Allan McKean

Personal information
- Full name: Allan McKean
- Born: 11 December 1942 (age 82) Sydney, New South Wales, Australia

Playing information
- Position: Fullback
Club
| Years | Team | Pld | T | G | FG | P |
| 1965 | St. George | 1 | 0 | 2 | 0 | 4 |
| 1966 | Norths (Wollongong) |  |  |  |  |  |
| 1967–73 | Eastern Suburbs | 120 | 18 | 422 | 3 | 903 |
| 1975 | St. George | 2 | 0 | 4 | 0 | 8 |
|  | Total | 123 | 18 | 428 | 3 | 915 |
Representative
| Years | Team | Pld | T | G | FG | P |
| 1970 | Australia | 1 |  | 7 |  | 14 |
- Source: As of 31 October 2019

= Allan McKean =

Australia international rugby league footballer

Allan McKean (born 1942) is an Australian former professional rugby league footballer who played in the 1960s and 1970s.

==Career==
The fullback spent the first year of his career in Third Grade for St George in 1963, his local club – his side won the premiership in 1963.
A prolific goal kicker, McKean, a St George Junior, spent the 1966 season at Wollongong's Wests club before joining Sydney's Easts club where he played for seven seasons. McKean played for the St George in 1965 and 1975, and Eastern Suburbs between 1967 and 1973. He made one national representative appearance for Australia in the third test against Great Britain in 1970. He kicked seven goals in the match.
In 1967 McKean joined the Eastern Suburbs club, playing over 100 matches for Eastern Suburbs over the next 7 years and making one representative appearance for Australia on 4 July 1970, in which he received a knee in the back from Malcolm "Mal" Reilly.

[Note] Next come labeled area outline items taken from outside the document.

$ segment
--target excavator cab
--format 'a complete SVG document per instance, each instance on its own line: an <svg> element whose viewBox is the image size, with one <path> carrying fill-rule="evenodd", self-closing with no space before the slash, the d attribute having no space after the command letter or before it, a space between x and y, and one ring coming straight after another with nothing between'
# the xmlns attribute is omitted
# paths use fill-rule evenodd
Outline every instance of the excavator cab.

For the 1972 season, he was the NSW Rugby Football League's top point scorer when he scored 220 points, helping the Roosters into the Grand Final where they went down 14–19 to the Manly-Warringah Sea Eagles.

McKean for many years held the record of the most points for the Eastern Suburbs club – 903 points from 18 tries, 422 goals and 3 Field goals, established in 1973. The total wasn't eclipsed until the 2006 season when goal kicking backrower Craig Fitzgibbon, passed the mark.

He was forced out of Eastern Suburbs in 1973, due to the league's controversial 13-import rule restrictions at the time. In 1975, he reappeared, and as a local junior, McKean returned to the St George Club for his final season, as an occasional stand-in fullback for Graeme Langlands. He was signed for 2 years at the beginning of January 1975, but by season's end he decided to retire.